This dissertation presents research results regarding mathematical modeling in the context of the analysis of functional neuroimages. Specifically, the research focuses on pattern-based analysis methods that recently have become popular within the neuroimaging community. Such methods attempt to predict or decode experimentally defined cognitive states based on brain scans. The topics covered in the dissertation are divided into two broad parts:
The first part investigates the relative importance of model selection on the brain patterns extracted form analysis models. Typical neuroimaging data sets are
characterized by relatively few data observations in a high dimensional space. The process of building models in such data sets often requires strong regularization. Often, the degree of model regularization is chosen in order to maximize prediction accuracy. We focus on the relative influence of model regularization parameter choices on the model generalization, the reliability of the spatial brain patterns extracted from the analysis model, and the ability of the resulting model to identify relevant brain networks defining the underlying neural encoding of the experiment. We show that known parts of brain networks can be overlooked in pursuing maximization of prediction accuracy. This supports the view that the quality of spatial patterns extracted from models cannot be assessed purely by focusing on prediction accuracy.

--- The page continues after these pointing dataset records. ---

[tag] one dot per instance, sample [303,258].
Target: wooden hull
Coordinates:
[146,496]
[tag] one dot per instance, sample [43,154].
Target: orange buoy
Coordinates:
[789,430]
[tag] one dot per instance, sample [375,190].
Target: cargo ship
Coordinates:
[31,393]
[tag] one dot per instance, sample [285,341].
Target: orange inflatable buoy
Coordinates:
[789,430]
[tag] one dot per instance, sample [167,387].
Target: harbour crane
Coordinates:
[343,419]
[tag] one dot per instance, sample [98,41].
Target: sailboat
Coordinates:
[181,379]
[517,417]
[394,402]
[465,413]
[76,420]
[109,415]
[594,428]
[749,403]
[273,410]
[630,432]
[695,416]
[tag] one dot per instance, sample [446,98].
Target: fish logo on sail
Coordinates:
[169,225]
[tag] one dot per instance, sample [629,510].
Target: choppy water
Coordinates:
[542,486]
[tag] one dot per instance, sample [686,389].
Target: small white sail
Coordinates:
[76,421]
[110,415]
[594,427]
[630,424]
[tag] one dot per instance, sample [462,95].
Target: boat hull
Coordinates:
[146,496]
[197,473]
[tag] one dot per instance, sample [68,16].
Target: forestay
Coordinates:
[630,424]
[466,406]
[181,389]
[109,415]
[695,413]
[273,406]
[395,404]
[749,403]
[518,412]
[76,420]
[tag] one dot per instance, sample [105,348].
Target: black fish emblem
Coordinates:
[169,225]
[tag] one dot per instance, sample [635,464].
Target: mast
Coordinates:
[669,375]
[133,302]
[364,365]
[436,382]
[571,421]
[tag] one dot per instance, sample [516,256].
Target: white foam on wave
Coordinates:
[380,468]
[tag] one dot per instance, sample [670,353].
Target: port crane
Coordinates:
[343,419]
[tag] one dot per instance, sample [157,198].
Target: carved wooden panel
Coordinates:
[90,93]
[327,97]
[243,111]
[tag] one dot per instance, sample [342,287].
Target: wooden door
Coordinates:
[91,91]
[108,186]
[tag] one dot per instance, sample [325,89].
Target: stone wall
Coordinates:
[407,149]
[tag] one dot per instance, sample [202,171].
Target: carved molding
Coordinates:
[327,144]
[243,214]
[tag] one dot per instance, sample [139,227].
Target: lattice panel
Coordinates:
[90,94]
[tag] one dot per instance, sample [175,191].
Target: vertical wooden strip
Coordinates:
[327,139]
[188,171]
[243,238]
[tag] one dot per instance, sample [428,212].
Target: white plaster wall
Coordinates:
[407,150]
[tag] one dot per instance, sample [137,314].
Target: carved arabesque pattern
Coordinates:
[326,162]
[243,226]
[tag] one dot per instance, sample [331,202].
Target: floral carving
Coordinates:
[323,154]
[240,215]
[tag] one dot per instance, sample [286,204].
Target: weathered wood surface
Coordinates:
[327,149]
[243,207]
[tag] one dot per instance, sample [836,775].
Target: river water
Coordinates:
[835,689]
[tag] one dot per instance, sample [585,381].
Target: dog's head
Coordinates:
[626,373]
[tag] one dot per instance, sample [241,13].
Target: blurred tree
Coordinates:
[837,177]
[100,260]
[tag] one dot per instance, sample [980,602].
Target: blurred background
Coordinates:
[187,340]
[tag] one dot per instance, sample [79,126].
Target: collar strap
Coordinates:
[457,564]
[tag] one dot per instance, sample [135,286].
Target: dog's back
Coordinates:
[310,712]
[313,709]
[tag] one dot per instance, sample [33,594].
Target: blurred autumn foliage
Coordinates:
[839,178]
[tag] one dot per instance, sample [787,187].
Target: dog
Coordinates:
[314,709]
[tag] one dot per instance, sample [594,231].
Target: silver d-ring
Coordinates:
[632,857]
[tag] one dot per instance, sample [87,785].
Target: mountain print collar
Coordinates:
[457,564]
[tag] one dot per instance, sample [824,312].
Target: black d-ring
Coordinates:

Our results instead suggest that model regularization parameters must be carefully selected, so that the model and its visualization enhance our ability to interpret the brain. The second part concerns interpretation of nonlinear models and procedures for
extraction of ‘brain maps’ from nonlinear kernel models. We assess the performance of the sensitivity map as means for extracting a global summary map from a trained model. Such summary maps provides the investigator with an overview of brain locations of importance to the model’s predictions. The sensitivity map proves as a versatile technique for model visualization. Furthermore, we perform a preliminary investigation of the use of pre-image estimation for lo-
calized interpretation of nonlinear models. In the context of image denoising the pre-image analysis proves to enhance the reliability of brain patterns extracted from multivariate models of the neuroimaging data.